Митяй открыл было рот, чтобы возразить, но под тяжёлым взглядом старосты закрыл его и только кивнул.
— Всё, свободны, — махнул рукой Фёдор Петрович. — Идите.
И помните мои слова.
Закулисские встали, поплелись к двери.
Устинья на пороге обернулась, метнула в Евсея такой взгляд, что мальчик ещё сильнее вжался в Матрёну.
Но дверь за ними закрылась — и страшные люди исчезли.
В избе наступила тишина.
Староста подошёл к Евсею, присел на корточки.
Евсей сжался, ожидая удара, но Фёдор Петрович только осторожно погладил его по голове.
— Не бойся, парень, — сказал он тихо.
— Больше они тебя не тронут. Иди с бабкой Матрёной, живи у неё.
А если что — приходи прямо ко мне. Понял?
Евсей поднял глаза.
В них стояли слёзы, но сквозь слёзы пробивался робкий, несмелый свет.
— П-понял, — прошептал он.
Матрёна поднялась, поклонилась старосте.
— Спасибо тебе, Фёдор Петрович. Век не забуду.
— Ладно, ладно, — отмахнулся тот. — Идите уже.
И смотри, Матрёна, если что — помогай. Я знаю, ты баба справедливая.
Они вышли на крыльцо.
Солнце стояло высоко и светило вовсю.
Весенний день разгулялся не на шутку — тепло, ярко, радостно.

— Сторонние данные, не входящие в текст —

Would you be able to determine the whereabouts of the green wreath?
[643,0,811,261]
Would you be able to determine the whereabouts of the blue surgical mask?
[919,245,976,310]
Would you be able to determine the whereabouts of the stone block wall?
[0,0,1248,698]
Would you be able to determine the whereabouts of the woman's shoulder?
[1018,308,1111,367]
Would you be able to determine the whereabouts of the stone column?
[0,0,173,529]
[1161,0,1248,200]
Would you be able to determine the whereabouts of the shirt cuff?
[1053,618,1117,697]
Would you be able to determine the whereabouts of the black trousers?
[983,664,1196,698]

С крыш капало, воробьи дрались в лужах, где-то за забором смеялись дети.
Мир жил своей обычной жизнью, не подозревая, какое чудо только что случилось с маленьким мальчиком.
Евсей шёл рядом с Матрёной, держась за её руку, и не верил своему счастью.
Он свободен.
Он больше никогда не вернётся в тот страшный дом.

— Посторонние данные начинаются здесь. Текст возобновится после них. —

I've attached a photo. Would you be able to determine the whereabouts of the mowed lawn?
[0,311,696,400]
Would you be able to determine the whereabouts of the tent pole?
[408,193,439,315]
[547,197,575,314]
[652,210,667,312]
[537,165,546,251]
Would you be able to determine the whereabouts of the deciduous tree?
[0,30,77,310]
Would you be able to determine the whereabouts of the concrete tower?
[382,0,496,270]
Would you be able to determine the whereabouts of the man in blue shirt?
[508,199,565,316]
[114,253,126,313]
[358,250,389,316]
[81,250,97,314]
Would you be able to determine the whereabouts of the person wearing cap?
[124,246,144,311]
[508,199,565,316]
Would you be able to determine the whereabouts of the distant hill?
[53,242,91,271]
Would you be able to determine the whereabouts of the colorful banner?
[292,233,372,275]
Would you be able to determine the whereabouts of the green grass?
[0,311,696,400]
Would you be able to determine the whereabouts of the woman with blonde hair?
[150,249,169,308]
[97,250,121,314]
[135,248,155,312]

Никогда не увидит дядю Митяя, не услышит его тяжёлых шагов, не будет дрожать в сарае от шороха крыс.
Он шёл и плакал.
Плакал тихо, беззвучно, и слёзы текли по щекам, падали на землю, смешивались с талой водой.
Но это были хорошие слёзы.
Слёзы облегчения.
Слёзы надежды.
Жучка ждала их у калитки. Увидев Евсея, она радостно залаяла, запрыгала вокруг, виляя хвостом так, что, казалось, он вот-вот оторвётся.
— Всё, Жучка, — прошептал Евсей, обнимая собаку за шею. — Теперь мы здесь. Насовсем.
***
Жизнь у бабки Матрёны закипела новая.
Первые дни Евсей боялся отойти от неё далеко — всё ему казалось, что дядя Митяй выскочит из-за угла, схватит, утащит обратно.
Но дни шли, и страх таял, как последний снег под ярким солнцем.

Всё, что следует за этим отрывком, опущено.